A dedicated executive by day, intent on improving the customer experience for guests of Diamond Resorts International, Duffy spends much of his non-working hours participating in a variety of nonprofit organizations in the Las Vegas community and out-of-state philanthropic efforts. Having built a long-standing and respected professional sales and marketing career in fine jewelry and hospitality, Patrick Duffy motivates and mentors artists, colleagues and customers, and can address and engage public audiences on a variety of best-practice topics including: Priceless Customer Service; Have to/Want to; and the Five Spices of Life.
Duffy’s passion and commitment for the arts, complete with gifts placed in museums from London, New York, Chicago and Washington D.C. to Las Vegas, Santa Fe, San Francisco and Honolulu, have garnered both national and international recognition for his philanthropic efforts to the arts. His sense of design and style coupled with a keen eye for museum quality art reflect in the Goodman-Duffy Collection. The legacy of the Goodman-Duffy Collection is currently part of the Smithsonian Institute, Archives of American Art.
Duffy currently serves as the chair of the UNLV Galleries Board; has served on the Board of Directors and Executive Committee at The Smith Center for the Performing Arts; former board Vice President of The NEON Museum; and independent curator in 2013 & 2014 for the Visual Art Experience at the annual Life Is Beautiful festival in Downtown Las Vegas. As President of the Las Vegas Art Museum (LVAM), Duffy constructed a relationship between the museum and the University of Nevada, Las Vegas, to preserve the integrity of the LVAM collection, a portion of which is currently on display at The Smith Center.

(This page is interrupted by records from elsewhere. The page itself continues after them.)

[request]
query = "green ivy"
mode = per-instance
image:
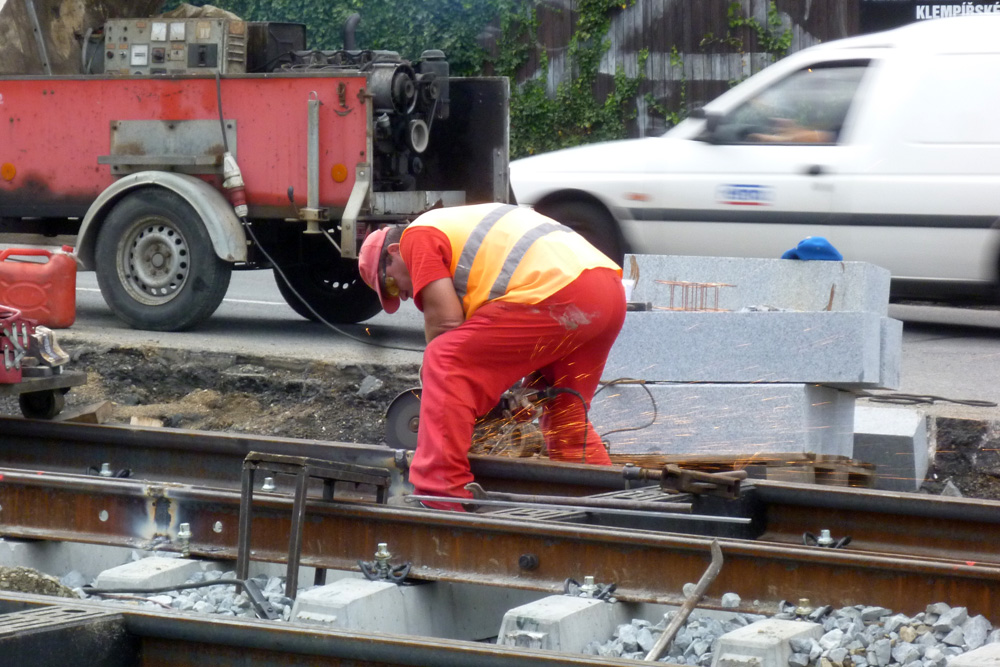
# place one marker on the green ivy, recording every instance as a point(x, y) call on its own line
point(769, 39)
point(539, 121)
point(573, 115)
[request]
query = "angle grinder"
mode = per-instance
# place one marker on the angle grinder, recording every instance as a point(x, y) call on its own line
point(402, 417)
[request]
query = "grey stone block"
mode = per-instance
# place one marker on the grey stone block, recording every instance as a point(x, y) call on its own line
point(842, 348)
point(779, 283)
point(560, 623)
point(725, 419)
point(896, 441)
point(153, 572)
point(764, 643)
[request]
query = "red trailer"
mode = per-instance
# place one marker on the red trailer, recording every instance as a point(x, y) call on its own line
point(145, 164)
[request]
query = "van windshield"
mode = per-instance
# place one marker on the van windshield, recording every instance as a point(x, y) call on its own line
point(806, 107)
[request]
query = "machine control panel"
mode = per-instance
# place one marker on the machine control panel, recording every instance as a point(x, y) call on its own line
point(143, 47)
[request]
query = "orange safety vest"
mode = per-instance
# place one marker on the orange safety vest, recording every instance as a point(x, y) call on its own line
point(501, 252)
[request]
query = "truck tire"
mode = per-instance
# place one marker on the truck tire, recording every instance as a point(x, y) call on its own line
point(335, 292)
point(155, 263)
point(592, 222)
point(42, 404)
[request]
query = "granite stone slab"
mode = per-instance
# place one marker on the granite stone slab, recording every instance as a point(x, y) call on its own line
point(842, 348)
point(725, 419)
point(744, 282)
point(896, 441)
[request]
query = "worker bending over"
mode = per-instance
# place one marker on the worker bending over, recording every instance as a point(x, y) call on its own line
point(505, 292)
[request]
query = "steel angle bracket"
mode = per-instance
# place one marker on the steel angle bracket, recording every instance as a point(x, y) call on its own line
point(261, 604)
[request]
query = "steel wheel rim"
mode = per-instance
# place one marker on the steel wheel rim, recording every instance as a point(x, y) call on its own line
point(153, 261)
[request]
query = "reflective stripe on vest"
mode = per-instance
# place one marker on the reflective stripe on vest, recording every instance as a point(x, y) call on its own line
point(474, 243)
point(517, 254)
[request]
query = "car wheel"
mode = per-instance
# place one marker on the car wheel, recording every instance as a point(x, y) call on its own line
point(334, 292)
point(155, 263)
point(592, 222)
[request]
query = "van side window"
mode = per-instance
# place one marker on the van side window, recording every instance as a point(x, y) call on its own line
point(806, 107)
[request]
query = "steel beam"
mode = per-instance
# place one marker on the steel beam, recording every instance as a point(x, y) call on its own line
point(647, 566)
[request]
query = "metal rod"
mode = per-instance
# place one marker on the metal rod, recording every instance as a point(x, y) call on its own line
point(678, 620)
point(574, 508)
point(578, 501)
point(312, 193)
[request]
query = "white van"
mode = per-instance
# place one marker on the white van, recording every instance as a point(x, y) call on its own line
point(886, 144)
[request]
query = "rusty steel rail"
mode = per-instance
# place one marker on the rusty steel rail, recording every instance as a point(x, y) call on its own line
point(877, 521)
point(647, 566)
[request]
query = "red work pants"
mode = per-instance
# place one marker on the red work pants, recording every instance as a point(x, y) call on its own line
point(566, 338)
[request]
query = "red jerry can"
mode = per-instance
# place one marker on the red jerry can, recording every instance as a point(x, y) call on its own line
point(42, 291)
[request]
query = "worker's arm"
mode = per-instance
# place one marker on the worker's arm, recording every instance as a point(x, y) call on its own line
point(442, 308)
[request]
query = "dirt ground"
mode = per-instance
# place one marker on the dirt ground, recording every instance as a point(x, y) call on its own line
point(347, 403)
point(228, 392)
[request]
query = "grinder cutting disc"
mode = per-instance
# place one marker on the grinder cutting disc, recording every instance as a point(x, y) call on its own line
point(401, 420)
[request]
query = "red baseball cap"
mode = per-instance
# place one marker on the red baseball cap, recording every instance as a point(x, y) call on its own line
point(370, 265)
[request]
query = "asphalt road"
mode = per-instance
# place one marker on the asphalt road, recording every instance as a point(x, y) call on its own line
point(948, 352)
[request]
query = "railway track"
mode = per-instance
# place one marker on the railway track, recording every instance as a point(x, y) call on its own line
point(905, 550)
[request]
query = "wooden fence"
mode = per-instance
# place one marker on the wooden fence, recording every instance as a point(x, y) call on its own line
point(695, 28)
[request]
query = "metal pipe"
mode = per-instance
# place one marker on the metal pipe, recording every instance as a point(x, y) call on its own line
point(678, 620)
point(578, 508)
point(579, 501)
point(39, 37)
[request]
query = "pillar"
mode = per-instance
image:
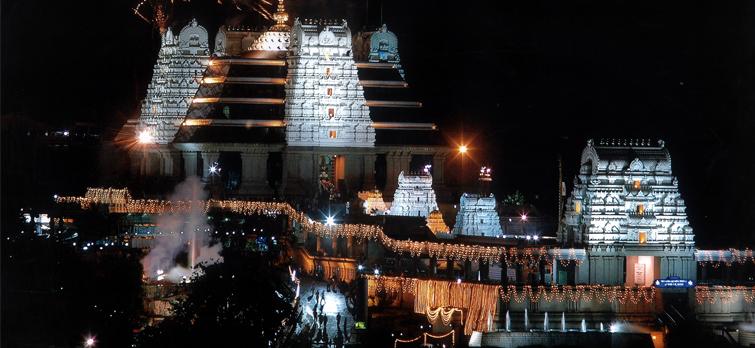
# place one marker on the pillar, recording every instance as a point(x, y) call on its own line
point(369, 172)
point(449, 269)
point(208, 158)
point(439, 164)
point(468, 270)
point(253, 171)
point(190, 163)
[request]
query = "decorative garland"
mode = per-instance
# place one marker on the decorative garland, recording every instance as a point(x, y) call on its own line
point(425, 335)
point(121, 199)
point(481, 300)
point(738, 256)
point(726, 294)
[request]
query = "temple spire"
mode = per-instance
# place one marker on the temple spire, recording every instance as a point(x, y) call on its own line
point(280, 18)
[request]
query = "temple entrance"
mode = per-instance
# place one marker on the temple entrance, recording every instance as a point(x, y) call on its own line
point(641, 270)
point(331, 175)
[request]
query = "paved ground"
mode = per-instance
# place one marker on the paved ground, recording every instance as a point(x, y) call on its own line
point(327, 320)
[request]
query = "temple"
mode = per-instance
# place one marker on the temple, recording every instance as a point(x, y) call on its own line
point(625, 208)
point(296, 110)
point(478, 216)
point(414, 196)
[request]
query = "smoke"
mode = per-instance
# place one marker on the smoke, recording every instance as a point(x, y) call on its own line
point(182, 232)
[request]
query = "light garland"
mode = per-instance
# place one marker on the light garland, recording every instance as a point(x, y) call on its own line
point(480, 300)
point(121, 199)
point(726, 294)
point(738, 256)
point(452, 333)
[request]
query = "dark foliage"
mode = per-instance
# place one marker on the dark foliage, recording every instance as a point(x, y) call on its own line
point(240, 302)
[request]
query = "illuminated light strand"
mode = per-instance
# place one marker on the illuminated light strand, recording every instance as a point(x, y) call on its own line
point(405, 341)
point(726, 294)
point(452, 333)
point(738, 256)
point(487, 254)
point(122, 198)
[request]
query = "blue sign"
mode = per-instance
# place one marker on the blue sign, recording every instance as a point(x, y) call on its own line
point(674, 282)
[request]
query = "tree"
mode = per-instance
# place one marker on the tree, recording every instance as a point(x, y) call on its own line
point(241, 301)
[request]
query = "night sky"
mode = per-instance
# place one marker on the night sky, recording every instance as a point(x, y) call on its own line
point(525, 81)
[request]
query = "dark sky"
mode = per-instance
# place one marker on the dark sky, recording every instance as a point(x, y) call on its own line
point(528, 81)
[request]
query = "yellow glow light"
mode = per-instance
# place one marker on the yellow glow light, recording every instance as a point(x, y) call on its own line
point(145, 137)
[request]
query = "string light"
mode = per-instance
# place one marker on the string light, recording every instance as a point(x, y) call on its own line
point(726, 294)
point(120, 200)
point(739, 256)
point(452, 333)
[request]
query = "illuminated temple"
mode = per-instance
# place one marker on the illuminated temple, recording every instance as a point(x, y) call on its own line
point(283, 111)
point(625, 209)
point(311, 111)
point(414, 196)
point(477, 216)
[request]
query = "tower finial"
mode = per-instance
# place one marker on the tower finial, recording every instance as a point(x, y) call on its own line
point(280, 18)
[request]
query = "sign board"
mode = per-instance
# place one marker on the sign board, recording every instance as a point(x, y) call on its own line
point(639, 273)
point(674, 282)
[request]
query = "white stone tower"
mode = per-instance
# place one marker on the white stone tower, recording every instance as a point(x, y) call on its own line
point(477, 216)
point(325, 104)
point(414, 196)
point(175, 80)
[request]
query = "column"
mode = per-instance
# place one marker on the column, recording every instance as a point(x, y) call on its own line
point(391, 182)
point(369, 172)
point(209, 159)
point(190, 163)
point(439, 164)
point(253, 170)
point(433, 266)
point(449, 269)
point(468, 270)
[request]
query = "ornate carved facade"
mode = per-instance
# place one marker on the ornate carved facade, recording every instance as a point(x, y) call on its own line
point(626, 194)
point(181, 60)
point(325, 104)
point(269, 106)
point(414, 196)
point(477, 216)
point(626, 210)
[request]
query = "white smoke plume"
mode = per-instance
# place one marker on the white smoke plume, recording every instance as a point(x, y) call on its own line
point(179, 232)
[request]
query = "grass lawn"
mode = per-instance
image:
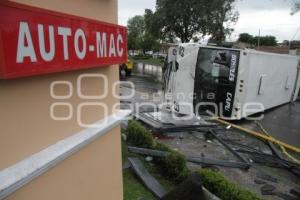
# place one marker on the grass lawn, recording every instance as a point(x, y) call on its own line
point(133, 189)
point(150, 61)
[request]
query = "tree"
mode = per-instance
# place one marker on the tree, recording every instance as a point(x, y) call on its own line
point(266, 40)
point(135, 28)
point(246, 38)
point(139, 34)
point(186, 18)
point(222, 18)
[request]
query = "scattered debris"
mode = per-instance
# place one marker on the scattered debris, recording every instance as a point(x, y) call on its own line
point(194, 159)
point(267, 178)
point(295, 191)
point(126, 165)
point(267, 188)
point(241, 158)
point(149, 158)
point(190, 189)
point(148, 180)
point(259, 182)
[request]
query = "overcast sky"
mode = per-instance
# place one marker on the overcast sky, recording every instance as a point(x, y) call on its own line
point(272, 17)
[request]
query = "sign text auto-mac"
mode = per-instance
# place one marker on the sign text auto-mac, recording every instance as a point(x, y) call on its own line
point(35, 41)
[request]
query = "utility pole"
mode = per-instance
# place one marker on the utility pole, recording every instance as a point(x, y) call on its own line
point(258, 40)
point(290, 43)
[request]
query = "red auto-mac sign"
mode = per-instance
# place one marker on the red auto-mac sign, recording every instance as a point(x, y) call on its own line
point(37, 41)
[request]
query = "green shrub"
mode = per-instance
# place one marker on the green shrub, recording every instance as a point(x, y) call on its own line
point(173, 167)
point(138, 136)
point(217, 184)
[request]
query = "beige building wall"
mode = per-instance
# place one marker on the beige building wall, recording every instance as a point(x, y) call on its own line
point(27, 128)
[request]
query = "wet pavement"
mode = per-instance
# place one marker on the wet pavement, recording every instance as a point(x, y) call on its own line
point(282, 123)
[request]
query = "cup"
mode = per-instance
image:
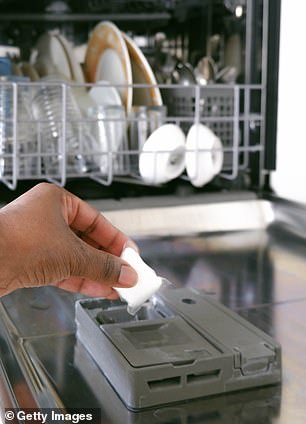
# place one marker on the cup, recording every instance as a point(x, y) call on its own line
point(144, 120)
point(109, 128)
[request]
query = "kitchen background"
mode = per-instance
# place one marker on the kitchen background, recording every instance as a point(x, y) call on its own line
point(229, 237)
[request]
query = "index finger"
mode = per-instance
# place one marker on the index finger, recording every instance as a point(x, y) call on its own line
point(87, 220)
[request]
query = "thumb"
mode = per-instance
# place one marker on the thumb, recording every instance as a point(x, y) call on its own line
point(103, 267)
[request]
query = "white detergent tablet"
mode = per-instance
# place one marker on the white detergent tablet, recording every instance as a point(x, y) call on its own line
point(148, 282)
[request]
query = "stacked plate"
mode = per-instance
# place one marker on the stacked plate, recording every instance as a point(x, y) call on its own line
point(113, 56)
point(123, 95)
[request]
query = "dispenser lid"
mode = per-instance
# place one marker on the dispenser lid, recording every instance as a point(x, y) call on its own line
point(160, 341)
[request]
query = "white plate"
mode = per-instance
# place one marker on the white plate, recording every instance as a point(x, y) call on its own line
point(142, 74)
point(49, 57)
point(75, 68)
point(204, 155)
point(163, 155)
point(107, 59)
point(104, 94)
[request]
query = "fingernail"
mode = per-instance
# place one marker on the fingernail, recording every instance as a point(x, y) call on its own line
point(128, 276)
point(130, 243)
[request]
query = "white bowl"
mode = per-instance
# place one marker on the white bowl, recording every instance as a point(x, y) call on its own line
point(204, 155)
point(163, 155)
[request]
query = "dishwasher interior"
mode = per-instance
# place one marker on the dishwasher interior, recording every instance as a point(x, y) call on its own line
point(223, 237)
point(195, 71)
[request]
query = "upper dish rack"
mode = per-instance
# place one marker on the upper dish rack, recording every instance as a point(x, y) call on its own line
point(50, 131)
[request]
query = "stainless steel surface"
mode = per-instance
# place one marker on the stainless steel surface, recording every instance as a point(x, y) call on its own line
point(259, 272)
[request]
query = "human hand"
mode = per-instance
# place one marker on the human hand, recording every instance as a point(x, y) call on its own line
point(49, 236)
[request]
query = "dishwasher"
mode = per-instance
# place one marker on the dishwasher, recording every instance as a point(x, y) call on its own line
point(203, 215)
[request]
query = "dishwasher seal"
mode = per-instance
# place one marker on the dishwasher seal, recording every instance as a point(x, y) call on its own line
point(181, 345)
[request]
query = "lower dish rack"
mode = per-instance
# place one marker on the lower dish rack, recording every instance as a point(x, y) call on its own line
point(53, 130)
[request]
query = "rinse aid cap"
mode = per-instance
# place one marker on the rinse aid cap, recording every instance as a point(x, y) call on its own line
point(148, 282)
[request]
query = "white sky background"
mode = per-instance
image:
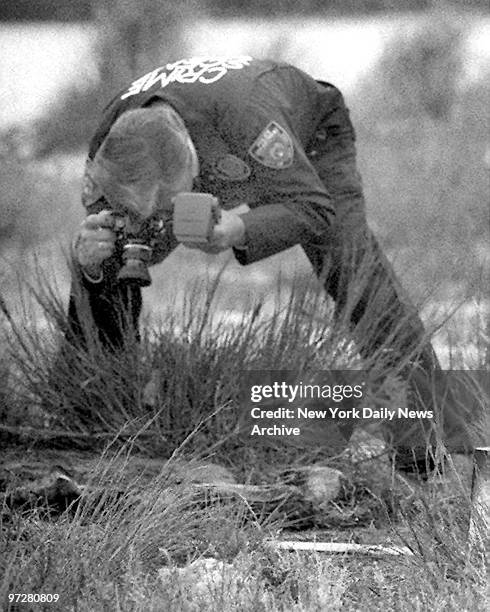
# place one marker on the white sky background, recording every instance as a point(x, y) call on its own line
point(37, 60)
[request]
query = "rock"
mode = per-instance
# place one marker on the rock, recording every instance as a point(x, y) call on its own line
point(321, 484)
point(55, 491)
point(202, 473)
point(203, 578)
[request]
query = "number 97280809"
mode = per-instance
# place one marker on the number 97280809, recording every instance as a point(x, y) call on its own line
point(33, 597)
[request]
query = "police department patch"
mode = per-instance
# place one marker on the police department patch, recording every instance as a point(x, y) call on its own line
point(231, 168)
point(90, 190)
point(273, 148)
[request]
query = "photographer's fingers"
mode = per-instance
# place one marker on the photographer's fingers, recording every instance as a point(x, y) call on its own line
point(103, 219)
point(95, 242)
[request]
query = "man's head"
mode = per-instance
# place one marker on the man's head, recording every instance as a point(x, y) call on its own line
point(146, 158)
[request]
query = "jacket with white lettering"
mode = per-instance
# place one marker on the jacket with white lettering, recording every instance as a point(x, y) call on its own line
point(252, 123)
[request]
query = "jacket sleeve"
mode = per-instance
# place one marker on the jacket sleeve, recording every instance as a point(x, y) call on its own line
point(105, 310)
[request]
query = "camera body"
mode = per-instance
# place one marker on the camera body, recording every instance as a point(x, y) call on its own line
point(193, 217)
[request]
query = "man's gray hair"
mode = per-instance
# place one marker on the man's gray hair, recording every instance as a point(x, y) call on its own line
point(143, 147)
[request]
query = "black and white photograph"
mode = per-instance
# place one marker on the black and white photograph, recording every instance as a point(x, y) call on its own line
point(244, 305)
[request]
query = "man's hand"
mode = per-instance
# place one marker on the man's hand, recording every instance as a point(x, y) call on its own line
point(228, 233)
point(95, 242)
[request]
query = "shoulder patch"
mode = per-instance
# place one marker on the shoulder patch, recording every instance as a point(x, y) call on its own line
point(90, 190)
point(273, 147)
point(231, 168)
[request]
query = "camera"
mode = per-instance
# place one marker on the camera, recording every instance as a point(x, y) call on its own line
point(136, 249)
point(193, 217)
point(136, 257)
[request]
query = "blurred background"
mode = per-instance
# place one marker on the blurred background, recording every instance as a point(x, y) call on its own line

Additionally, as a member of the Foundation Board of Directors for Opportunity Village, Duffy took a steering role in developing the Opportunity Village Art and Enrichment program and previously served as an appointed Arts Commissioner for the City of Las Vegas. An accomplished motivational and inspirational speaker, Duffy has been featured at Leadership Las Vegas on Art and Culture and as an Inspire speaker at ‘Delivering Happiness Inspire!’ sponsored by Zappos. His talent finds him featured nationally by multi-industry trade groups in roles of keynote speeches about “Why and How” to build Client/Customer dynamics from the ground up, and from the C-suite down.
Patrick Duffy is a dynamic leader who enjoys seeking the very best in every relationship, both professional and personal, and participates in the Las Vegas community as a transformer with every step forward. With grace and style, Duffy’s welcoming nature leaves a lasting and meaningful impact, no matter the topic or the audience.
Danielle Kelly, '07 MFA Art, is currently the executive director of Surface Design Association and formerly the executive director of Las Vegas’ Neon Museum.
Under her guidance, Kelly helped the Neon Museum transition from a small grassroots entity with 500 monthly visitors to one that hosts more than 7,000 visitors per month and is a USA Todayeditor’s pick for best Las Vegas attractions. She was the project manager for the rehabilitation of the historic La Concha Motel Lobby into the Neon Museum’s visitor center and also oversaw the restoration and installation of six iconic signs as public art on Las Vegas Boulevard. She also led the curation and installation of the Neon Museum’s Boneyard.
Since graduating from UNLV, Kelly has helped UNLV graduates attain valuable internship experiences and jobs in the field. She has been a visiting artist and/or lecturer at a variety of institutions, including the Pacific Northwest College of Art, Portland Community College, Whittier College, the Clark County Government Center, and the Wildlife Divide, a Southern Nevada Conservancy initiative at Mt. Charleston. In 2010, she was awarded a Jackpot Grant by the Nevada Arts Council and a Cirque du Soleil Support for the Cultural Milieu Grant. She’s a 2015 graduate of the Las Vegas Chamber’s Leadership Institute.
Danielle’s sculpture and performance-based work has been exhibited in solo and group exhibitions in Seattle, Portland, Los Angeles, San Francisco, and Las Vegas. She is a contributing writer to a variety of regional publications.